A crise começou quando Motta estava em agenda na Paraíba, na primeira semana útil pós-recesso parlamentar. "Só isso já diz muito, né?", ironiza José Roberto de Toledo no podcast, destacando a ausência do presidente em momento crítico.
Deputados do PL e do Novo ocuparam a mesa diretora de terça para quarta-feira, fazendo revezamento durante a noite. "Sentaram na cadeira dos presidentes e falaram 'daqui eu não saio, daqui ninguém me tira'", relata Thais Bilenky. Enquanto isso, o presidente do PL, Valdemar Costa Neto, articulava com líderes do Centrão o apoio ao chamado 'pacote de paz' bolsonarista, que incluía anistia aos condenados do 8 de janeiro, impeachment de Alexandre de Moraes e o fim do foro privilegiado.

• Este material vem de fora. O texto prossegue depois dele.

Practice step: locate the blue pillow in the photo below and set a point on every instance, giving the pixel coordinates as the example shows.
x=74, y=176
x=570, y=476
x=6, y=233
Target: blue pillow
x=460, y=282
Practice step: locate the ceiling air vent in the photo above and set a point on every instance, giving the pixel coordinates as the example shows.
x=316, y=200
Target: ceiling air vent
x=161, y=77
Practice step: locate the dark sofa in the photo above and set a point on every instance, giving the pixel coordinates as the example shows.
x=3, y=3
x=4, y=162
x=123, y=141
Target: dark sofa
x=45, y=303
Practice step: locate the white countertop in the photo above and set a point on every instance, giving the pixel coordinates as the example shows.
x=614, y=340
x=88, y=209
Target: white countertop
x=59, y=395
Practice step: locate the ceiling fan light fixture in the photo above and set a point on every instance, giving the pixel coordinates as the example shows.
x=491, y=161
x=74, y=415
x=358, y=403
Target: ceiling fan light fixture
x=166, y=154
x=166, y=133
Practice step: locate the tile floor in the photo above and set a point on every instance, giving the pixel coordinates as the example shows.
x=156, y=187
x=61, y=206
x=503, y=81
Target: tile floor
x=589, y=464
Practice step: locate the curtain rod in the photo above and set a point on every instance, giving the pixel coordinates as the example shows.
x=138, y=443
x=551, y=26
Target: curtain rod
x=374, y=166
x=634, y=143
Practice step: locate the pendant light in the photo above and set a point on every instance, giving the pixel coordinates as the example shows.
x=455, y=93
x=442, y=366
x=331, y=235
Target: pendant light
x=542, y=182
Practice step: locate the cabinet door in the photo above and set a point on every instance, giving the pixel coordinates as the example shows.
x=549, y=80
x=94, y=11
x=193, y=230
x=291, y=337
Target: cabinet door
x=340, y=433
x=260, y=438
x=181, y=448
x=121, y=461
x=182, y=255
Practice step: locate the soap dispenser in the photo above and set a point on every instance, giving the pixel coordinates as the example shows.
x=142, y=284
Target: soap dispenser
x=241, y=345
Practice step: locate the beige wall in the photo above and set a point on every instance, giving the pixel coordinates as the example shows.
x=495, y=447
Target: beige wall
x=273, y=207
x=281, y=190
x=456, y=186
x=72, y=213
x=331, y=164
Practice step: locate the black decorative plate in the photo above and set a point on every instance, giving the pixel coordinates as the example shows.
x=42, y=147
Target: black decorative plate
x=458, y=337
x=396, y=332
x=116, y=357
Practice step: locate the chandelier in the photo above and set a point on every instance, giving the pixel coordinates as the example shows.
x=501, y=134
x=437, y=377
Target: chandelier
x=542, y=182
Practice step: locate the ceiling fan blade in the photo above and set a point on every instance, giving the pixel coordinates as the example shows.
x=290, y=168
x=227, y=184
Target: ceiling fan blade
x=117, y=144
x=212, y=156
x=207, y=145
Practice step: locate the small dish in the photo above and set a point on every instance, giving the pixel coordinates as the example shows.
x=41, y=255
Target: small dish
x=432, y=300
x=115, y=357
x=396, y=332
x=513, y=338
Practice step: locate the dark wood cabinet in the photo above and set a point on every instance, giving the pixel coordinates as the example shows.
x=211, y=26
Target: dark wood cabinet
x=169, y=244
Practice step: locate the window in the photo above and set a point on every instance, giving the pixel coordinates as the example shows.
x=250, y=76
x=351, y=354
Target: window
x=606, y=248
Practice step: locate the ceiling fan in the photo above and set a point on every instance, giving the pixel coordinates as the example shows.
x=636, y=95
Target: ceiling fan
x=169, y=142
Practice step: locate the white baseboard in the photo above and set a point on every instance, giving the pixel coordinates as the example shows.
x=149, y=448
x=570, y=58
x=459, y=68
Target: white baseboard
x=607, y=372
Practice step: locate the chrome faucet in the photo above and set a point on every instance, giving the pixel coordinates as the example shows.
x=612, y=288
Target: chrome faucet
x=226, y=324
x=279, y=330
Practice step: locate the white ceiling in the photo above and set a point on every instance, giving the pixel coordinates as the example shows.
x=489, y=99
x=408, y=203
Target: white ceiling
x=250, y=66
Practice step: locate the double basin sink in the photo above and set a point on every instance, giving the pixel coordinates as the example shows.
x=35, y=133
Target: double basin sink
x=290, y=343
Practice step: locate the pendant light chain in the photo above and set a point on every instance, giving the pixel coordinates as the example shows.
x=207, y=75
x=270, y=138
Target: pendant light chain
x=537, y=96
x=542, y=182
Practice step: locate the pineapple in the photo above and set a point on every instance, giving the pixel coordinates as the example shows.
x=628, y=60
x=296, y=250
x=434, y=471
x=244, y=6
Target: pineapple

O Centrão respondeu parcialmente às demandas. Ciro Nogueira se posicionou, relata Bilenky: "A Anistia, ok, vamos trabalhar por isso, mas o impeachment do Alexandre de Moraes não. Não tem voto, não vai dar". Com a pressão, líderes como Dr. Luizinho (PP), próximo a Motta, acabaram cedendo.
O momento mais dramático ocorreu quando Motta finalmente tentou retomar sua cadeira. A sessão estava marcada para às 8:30h da noite, mas somente às 10h ele conseguiu entrar no plenário, encontrando a mesa diretora ainda completamente ocupada pelos bolsonaristas.
"Quem manda na Câmara?", perguntou Toledo a pessoas que trabalham em Brasília: "foram dez respostas, e nenhuma delas foi o Hugo Motta", revela, comparando o presidente a "uma taquara verde" que 'balança, treme, mas não quebra, porque tem uma infinita capacidade de se vergar às pressões'.
"Não serve para nada um pescador que não comanda a pescaria, que é a situação do Hugo Mota hoje. Ele é o presidente da Câmara, mas não manda na Câmara, não comanda, não consegue nem sentar na própria cadeira", critica o colunista do UOL.